Esta decisión total de la persona -continúan estos autores- sólo puede romperse por otra decisión contraria especialmente profunda e intensa que, brotando también del fondo mismo de la persona, compromete la acción anterior y la cambie por la contraria. Los actos aislados y particulares, es decir, aquellos que tienen por objeto algo particular, aunque sea sobre materia grave -aseguran-, como no nacen de una "actitud" contraria, sólo contradicen de forma leve la opción y, por tanto, no deben tenerse en cuenta.

"Algunos autores llegan a afirmar que el pecado mortal que separa de Dios, sólo se verifica en rechazo directo y formal de la llamada de Dios, o en el egoísmo que cierra al amor del prójimo completa y deliberadamente. Sólo entonces tendrá lugar una opción fundamental, es decir, una de aquellas decisiones que comprometen totalmente a la persona, y que serían necesarias para constituir un pecado mortal. Por ella tomaría o ratificaría el hombre, desde el centro de su personalidad, una actitud radical en relación con Dios o con los hombres. Por el contrario, las acciones que llaman periféricas (en las que niegan que se dé, por lo regular, una actitud decisiva) no llegarían a cambiar una opción fundamental. Y tanto menos cuanto que, según se observa, proceden de hábitos contraídos. De esta suerte, esas acciones pueden debilitar las opciones fundamentales, pero no hasta el punto de poderlas cambiar por completo" (Decl. Persona humana, 10).

Según esta teoría, carecería de sentido hablar de distinción numérica y específica de los pecados -a lo sumo sería una cuestión técnica, pero no pastoral-. Y si, a veces, se admite la división de los pecados en graves y leves, se explica de tal manera que aquellos en la práctica no se dan: los pecados mortales no serían los pecados graves "ordinarios", sino los "extraordinarios", los que nacen de una actitud radical contraria; algunos los identifican con el endurecimiento, al final de la vida, en el mal.

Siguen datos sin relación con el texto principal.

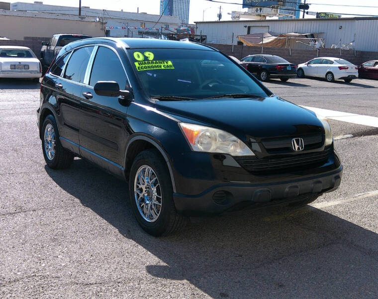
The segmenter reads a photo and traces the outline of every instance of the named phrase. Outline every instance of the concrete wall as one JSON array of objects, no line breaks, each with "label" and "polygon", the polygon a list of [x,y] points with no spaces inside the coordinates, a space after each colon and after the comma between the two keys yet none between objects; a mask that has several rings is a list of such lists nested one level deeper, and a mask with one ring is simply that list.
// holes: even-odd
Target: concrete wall
[{"label": "concrete wall", "polygon": [[[87,1],[89,2],[89,1]],[[127,1],[125,1],[127,2]],[[63,2],[60,2],[62,4]],[[79,3],[79,1],[78,1]],[[120,4],[121,3],[120,3]],[[127,6],[127,5],[126,5]],[[15,2],[12,3],[12,10],[21,12],[22,11],[41,11],[55,13],[59,11],[60,14],[66,15],[77,15],[79,8],[78,7],[70,7],[65,6],[58,6],[55,5],[47,5],[34,3],[25,3]],[[151,14],[149,13],[141,13],[128,11],[120,11],[116,10],[108,10],[95,9],[82,7],[82,15],[87,19],[94,20],[96,17],[103,17],[107,21],[107,27],[141,27],[141,23],[144,23],[146,28],[152,27],[155,24],[155,28],[160,29],[162,26],[168,25],[170,28],[177,28],[180,27],[181,22],[180,19],[176,16],[163,15],[160,17],[158,14]],[[157,23],[156,22],[159,21]],[[171,29],[172,30],[172,29]],[[134,37],[139,37],[139,31],[150,31],[157,33],[157,31],[154,29],[138,29],[130,28],[126,29],[111,28],[110,30],[110,36],[127,36],[132,35]],[[170,33],[171,31],[165,30],[165,33]],[[43,35],[44,36],[44,35]]]},{"label": "concrete wall", "polygon": [[[234,44],[239,40],[238,35],[247,34],[249,26],[262,28],[261,32],[269,31],[277,33],[291,32],[316,33],[324,38],[326,48],[332,44],[347,44],[355,40],[355,47],[360,51],[378,50],[378,18],[342,18],[338,19],[297,19],[292,20],[267,20],[196,22],[196,33],[207,35],[207,42]],[[269,29],[267,30],[267,28]],[[253,30],[254,33],[258,33]],[[252,31],[251,31],[252,32]],[[302,47],[297,44],[292,47]]]},{"label": "concrete wall", "polygon": [[100,22],[82,20],[78,16],[0,10],[0,36],[11,39],[66,33],[104,36],[101,26]]},{"label": "concrete wall", "polygon": [[[261,54],[261,48],[260,47],[234,45],[233,52],[231,45],[208,44],[218,49],[226,55],[232,55],[239,59],[250,54]],[[378,59],[378,52],[356,51],[355,55],[353,50],[342,50],[340,54],[339,49],[321,49],[318,52],[312,50],[292,49],[290,50],[284,48],[264,48],[263,53],[281,56],[295,64],[306,62],[316,57],[341,57],[356,65],[361,64],[369,60]]]}]

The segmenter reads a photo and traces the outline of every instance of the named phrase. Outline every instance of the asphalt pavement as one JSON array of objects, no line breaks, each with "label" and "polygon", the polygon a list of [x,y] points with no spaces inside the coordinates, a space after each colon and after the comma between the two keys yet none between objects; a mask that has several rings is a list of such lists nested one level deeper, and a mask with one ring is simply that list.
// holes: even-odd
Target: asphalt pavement
[{"label": "asphalt pavement", "polygon": [[[266,85],[378,117],[378,81]],[[46,166],[39,103],[38,84],[0,81],[0,298],[378,298],[378,128],[330,121],[344,176],[311,206],[193,218],[156,238],[124,182],[81,159]]]}]

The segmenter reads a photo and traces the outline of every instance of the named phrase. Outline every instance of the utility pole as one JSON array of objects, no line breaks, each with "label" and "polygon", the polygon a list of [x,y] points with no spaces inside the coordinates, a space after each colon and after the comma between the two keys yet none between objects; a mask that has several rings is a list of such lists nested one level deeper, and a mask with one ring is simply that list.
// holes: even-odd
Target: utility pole
[{"label": "utility pole", "polygon": [[[306,0],[304,0],[304,3],[303,4],[306,4]],[[303,9],[303,16],[302,18],[304,18],[304,14],[306,13],[305,9]]]}]

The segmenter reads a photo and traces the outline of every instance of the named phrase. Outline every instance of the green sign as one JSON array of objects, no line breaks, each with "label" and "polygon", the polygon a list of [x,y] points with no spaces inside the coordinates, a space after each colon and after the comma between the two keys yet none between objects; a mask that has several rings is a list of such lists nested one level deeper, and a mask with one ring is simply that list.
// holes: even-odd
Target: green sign
[{"label": "green sign", "polygon": [[317,18],[340,18],[341,17],[341,14],[336,14],[336,13],[331,13],[331,12],[316,12]]}]

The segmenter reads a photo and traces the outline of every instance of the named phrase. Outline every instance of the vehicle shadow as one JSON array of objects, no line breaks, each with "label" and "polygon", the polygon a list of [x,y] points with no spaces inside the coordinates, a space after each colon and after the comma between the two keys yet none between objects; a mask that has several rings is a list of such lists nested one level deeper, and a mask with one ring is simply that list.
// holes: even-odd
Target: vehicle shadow
[{"label": "vehicle shadow", "polygon": [[[311,77],[306,77],[306,79],[310,79],[311,80],[315,80],[316,81],[323,82],[327,82],[326,80],[325,79],[322,79],[321,78],[311,78]],[[356,79],[355,80],[359,80],[359,79]],[[366,84],[363,84],[362,83],[356,83],[354,81],[352,81],[350,83],[347,83],[347,82],[344,82],[342,80],[335,80],[333,82],[329,83],[330,84],[340,84],[342,85],[345,85],[346,86],[355,86],[356,87],[364,87],[365,88],[377,88],[376,86],[373,86],[373,85],[367,85]],[[318,88],[318,87],[317,87]]]},{"label": "vehicle shadow", "polygon": [[0,89],[38,89],[40,86],[30,79],[0,78]]},{"label": "vehicle shadow", "polygon": [[274,84],[278,84],[279,85],[284,85],[285,86],[291,86],[291,87],[311,87],[311,85],[307,85],[307,84],[302,84],[301,83],[297,83],[296,82],[293,82],[290,81],[286,81],[285,82],[283,82],[281,81],[271,79],[267,81],[267,83],[272,83]]},{"label": "vehicle shadow", "polygon": [[165,263],[146,267],[153,277],[186,280],[214,298],[378,294],[378,235],[320,210],[196,218],[180,233],[154,238],[135,220],[124,182],[81,159],[69,169],[45,169],[83,205]]}]

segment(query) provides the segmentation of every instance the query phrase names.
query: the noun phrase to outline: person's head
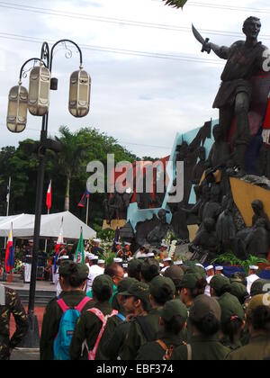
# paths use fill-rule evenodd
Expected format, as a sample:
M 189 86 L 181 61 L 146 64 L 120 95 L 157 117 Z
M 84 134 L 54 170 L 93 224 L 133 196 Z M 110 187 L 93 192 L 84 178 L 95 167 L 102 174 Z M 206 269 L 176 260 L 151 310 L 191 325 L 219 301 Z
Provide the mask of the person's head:
M 199 295 L 190 309 L 189 319 L 195 336 L 213 336 L 219 332 L 220 327 L 220 306 L 215 299 L 204 294 Z
M 106 266 L 104 274 L 110 275 L 115 286 L 118 286 L 121 281 L 124 278 L 123 268 L 115 263 Z
M 243 33 L 247 36 L 247 40 L 256 40 L 261 31 L 261 22 L 257 17 L 248 17 L 243 24 Z
M 191 306 L 197 296 L 204 293 L 207 281 L 198 273 L 188 273 L 183 276 L 180 285 L 180 298 L 183 303 Z
M 108 302 L 113 293 L 113 282 L 109 275 L 102 274 L 94 278 L 92 286 L 93 299 Z
M 215 269 L 213 267 L 213 266 L 209 266 L 205 268 L 206 271 L 206 275 L 208 277 L 212 277 L 213 275 L 215 275 Z
M 245 311 L 239 301 L 234 295 L 226 293 L 218 300 L 221 309 L 221 331 L 234 343 L 240 338 L 244 329 Z
M 142 264 L 143 263 L 141 260 L 131 260 L 128 267 L 129 277 L 135 278 L 136 280 L 140 281 L 140 270 Z
M 59 283 L 64 292 L 84 290 L 89 274 L 88 266 L 64 260 L 59 266 Z
M 256 295 L 265 294 L 268 292 L 270 292 L 270 281 L 260 279 L 252 284 L 250 296 L 255 297 Z
M 166 270 L 164 276 L 173 281 L 176 286 L 176 295 L 179 296 L 182 289 L 181 282 L 184 276 L 184 270 L 180 266 L 174 266 Z
M 237 282 L 230 284 L 230 293 L 237 297 L 242 305 L 249 297 L 249 294 L 247 291 L 247 286 L 244 286 L 242 284 Z
M 138 316 L 149 311 L 149 287 L 146 284 L 136 281 L 119 294 L 124 297 L 123 307 L 128 314 Z
M 212 297 L 220 297 L 225 292 L 231 292 L 230 281 L 223 275 L 215 275 L 212 277 L 210 287 Z
M 270 335 L 270 294 L 253 297 L 247 310 L 249 333 Z
M 187 316 L 187 309 L 181 301 L 168 301 L 162 309 L 160 323 L 166 333 L 177 336 L 185 329 Z
M 167 301 L 173 300 L 176 295 L 176 286 L 173 281 L 161 275 L 153 278 L 149 289 L 152 308 L 164 306 Z
M 140 269 L 140 281 L 149 284 L 153 278 L 159 275 L 159 263 L 154 258 L 149 258 L 144 261 Z

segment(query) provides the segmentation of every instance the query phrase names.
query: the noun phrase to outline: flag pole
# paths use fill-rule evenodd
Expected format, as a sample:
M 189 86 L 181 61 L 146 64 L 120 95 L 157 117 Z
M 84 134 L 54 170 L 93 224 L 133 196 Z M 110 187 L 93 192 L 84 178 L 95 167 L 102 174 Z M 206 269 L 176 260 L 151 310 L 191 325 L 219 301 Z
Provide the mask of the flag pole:
M 88 219 L 89 219 L 89 200 L 90 197 L 87 198 L 87 207 L 86 207 L 86 225 L 88 226 Z
M 10 189 L 11 189 L 11 177 L 9 177 L 9 182 L 8 182 L 8 194 L 7 194 L 7 196 L 6 196 L 6 202 L 7 202 L 7 205 L 6 205 L 6 216 L 8 217 L 9 216 L 9 204 L 10 204 Z M 4 249 L 5 249 L 5 248 L 6 248 L 6 238 L 4 238 Z

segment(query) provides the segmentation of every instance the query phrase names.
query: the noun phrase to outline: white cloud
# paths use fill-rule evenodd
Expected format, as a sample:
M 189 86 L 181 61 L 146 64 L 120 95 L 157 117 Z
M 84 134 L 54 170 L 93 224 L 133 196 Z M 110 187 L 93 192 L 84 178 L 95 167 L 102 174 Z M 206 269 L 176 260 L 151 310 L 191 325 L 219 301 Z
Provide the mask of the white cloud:
M 214 0 L 212 3 L 217 4 Z M 25 0 L 20 4 L 30 5 Z M 270 12 L 266 1 L 228 0 L 226 5 L 261 7 Z M 250 11 L 185 6 L 182 12 L 155 0 L 36 0 L 31 6 L 186 28 L 194 22 L 198 30 L 234 32 L 241 32 L 245 18 L 254 14 L 262 20 L 262 34 L 270 35 L 269 14 Z M 128 26 L 7 8 L 1 8 L 1 146 L 17 143 L 25 138 L 38 139 L 40 129 L 40 120 L 32 116 L 29 116 L 27 130 L 19 136 L 11 134 L 4 126 L 9 89 L 17 84 L 23 61 L 39 57 L 40 45 L 7 40 L 6 35 L 1 38 L 1 33 L 49 40 L 68 38 L 80 45 L 218 59 L 213 54 L 201 54 L 200 44 L 191 31 L 183 32 Z M 202 34 L 207 37 L 205 32 Z M 209 37 L 218 44 L 230 44 L 238 39 L 221 35 Z M 267 40 L 264 42 L 267 44 Z M 68 110 L 68 79 L 78 68 L 78 57 L 74 54 L 72 59 L 67 60 L 65 53 L 58 49 L 53 76 L 58 77 L 59 89 L 51 94 L 51 134 L 57 132 L 61 124 L 68 125 L 73 130 L 94 126 L 126 143 L 127 148 L 139 156 L 165 156 L 169 153 L 176 132 L 194 129 L 211 117 L 217 117 L 212 104 L 220 84 L 221 65 L 121 55 L 88 49 L 83 49 L 83 54 L 85 68 L 93 80 L 91 112 L 83 120 L 70 116 Z M 23 84 L 27 86 L 27 80 Z

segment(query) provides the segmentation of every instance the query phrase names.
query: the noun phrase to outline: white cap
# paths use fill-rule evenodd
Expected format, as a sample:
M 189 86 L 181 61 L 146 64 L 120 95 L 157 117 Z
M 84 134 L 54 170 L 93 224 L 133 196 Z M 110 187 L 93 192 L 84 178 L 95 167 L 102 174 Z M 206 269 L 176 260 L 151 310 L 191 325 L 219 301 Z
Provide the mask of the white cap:
M 90 258 L 91 261 L 99 259 L 98 256 L 94 256 L 94 255 L 91 255 L 89 258 Z
M 150 252 L 146 255 L 147 257 L 155 257 L 155 254 Z
M 178 260 L 175 262 L 175 266 L 183 266 L 183 261 L 182 260 Z
M 116 263 L 116 264 L 121 264 L 121 263 L 122 263 L 122 258 L 116 257 L 116 258 L 113 258 L 113 261 L 114 261 L 114 263 Z
M 258 267 L 258 266 L 249 266 L 249 269 L 251 269 L 251 270 L 258 270 L 258 269 L 259 269 L 259 267 Z

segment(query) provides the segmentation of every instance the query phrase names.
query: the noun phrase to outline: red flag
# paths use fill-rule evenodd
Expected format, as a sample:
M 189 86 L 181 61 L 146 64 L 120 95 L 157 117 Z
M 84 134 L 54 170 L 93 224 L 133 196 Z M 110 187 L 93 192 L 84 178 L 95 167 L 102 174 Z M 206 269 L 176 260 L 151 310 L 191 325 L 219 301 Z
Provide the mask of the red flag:
M 6 273 L 11 273 L 14 267 L 14 237 L 13 237 L 13 224 L 8 235 L 8 242 L 5 250 L 4 266 Z
M 48 207 L 48 210 L 50 210 L 51 208 L 51 181 L 50 182 L 50 185 L 47 192 L 46 205 Z

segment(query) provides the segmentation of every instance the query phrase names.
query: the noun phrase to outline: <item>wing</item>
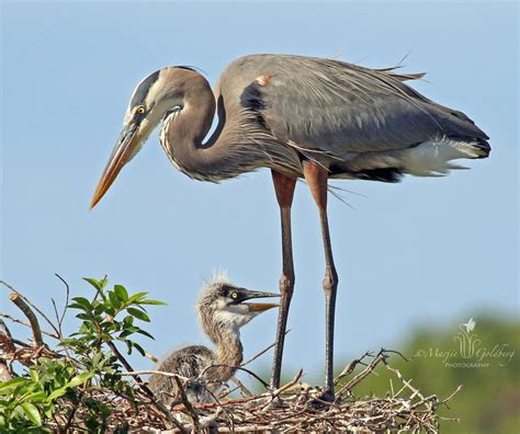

Juan Pablo II ha tratado ampliamente este tema en la Exhortación Apostólica Reconciliatio et paenitentia, con visión positiva, pero exigiendo claridad y fidelidad a la doctrina de la Iglesia: "Del mismo modo se deberá evitar reducir el pecado mortal a un acto de 'opción fundamental' -como hoy se suele decir- contra Dios, entendiendo con ello un desprecio explícito y formal de Dios o del prójimo. Se comete, en efecto, un pecado mortal también, cuando el hombre, sabiendo y queriendo, elige, por cualquier razón, algo gravemente desordenado. En efecto, en esta elección está ya incluido un desprecio del precepto divino, un rechazo del amor de Dios hacia la humanidad y hacia toda la creación: el hombre se aleja de Dios y pierde la Caridad. La opción fundamental puede ser pues radicalmente modificada por actos particulares. Sin duda pueden darse situaciones muy complejas y oscuras bajo el aspecto psicológico, que influyen en la imputabilidad subjetiva del pecador. Pero de la consideración de la esfera psicológica no se puede pasar a la constitución de una categor’a teológica, como es concretamente la 'opción fundamental' entendida de tal modo que, en el plano objetivo, cambie o ponga en duda la concepción tradicional del pecado mortal".

 

En este Documento, Juan Pablo II sale al paso de algunas peticiones para que la división venial-mortal se transformara en venial-grave-mortal. Estas propuestas, a las que se podría dar una motivación pastoral, tienen también una fuerte carga doctrinal, en cuanto que proceden de los autores que reducen el pecado mortal a la opción fundamental (Decl. Persona humana, n. 10 y las palabras de Juan Pablo II arriba citadas). Sin rechazar esa clasificación, el Santo Padre deja bien clara la existencia de los pecados mortales y la de los veniales, sean o no graves: "Durante la asamblea sinodal, algunos Padres propusieron una triple distinción de los pecados, que podrían clasificarse en veniales, graves y mortales. Esta triple distinción podría poner de relieve el hecho de que existe una gradación en los pecados graves. Pero queda siempre firme el principio de que la distinción esencial y decisiva está entre el pecado que destruye la caridad y el pecado que no mata la vida sobrenatural: entre la vida y la muerte no existe una vida intermedia" (n. 17).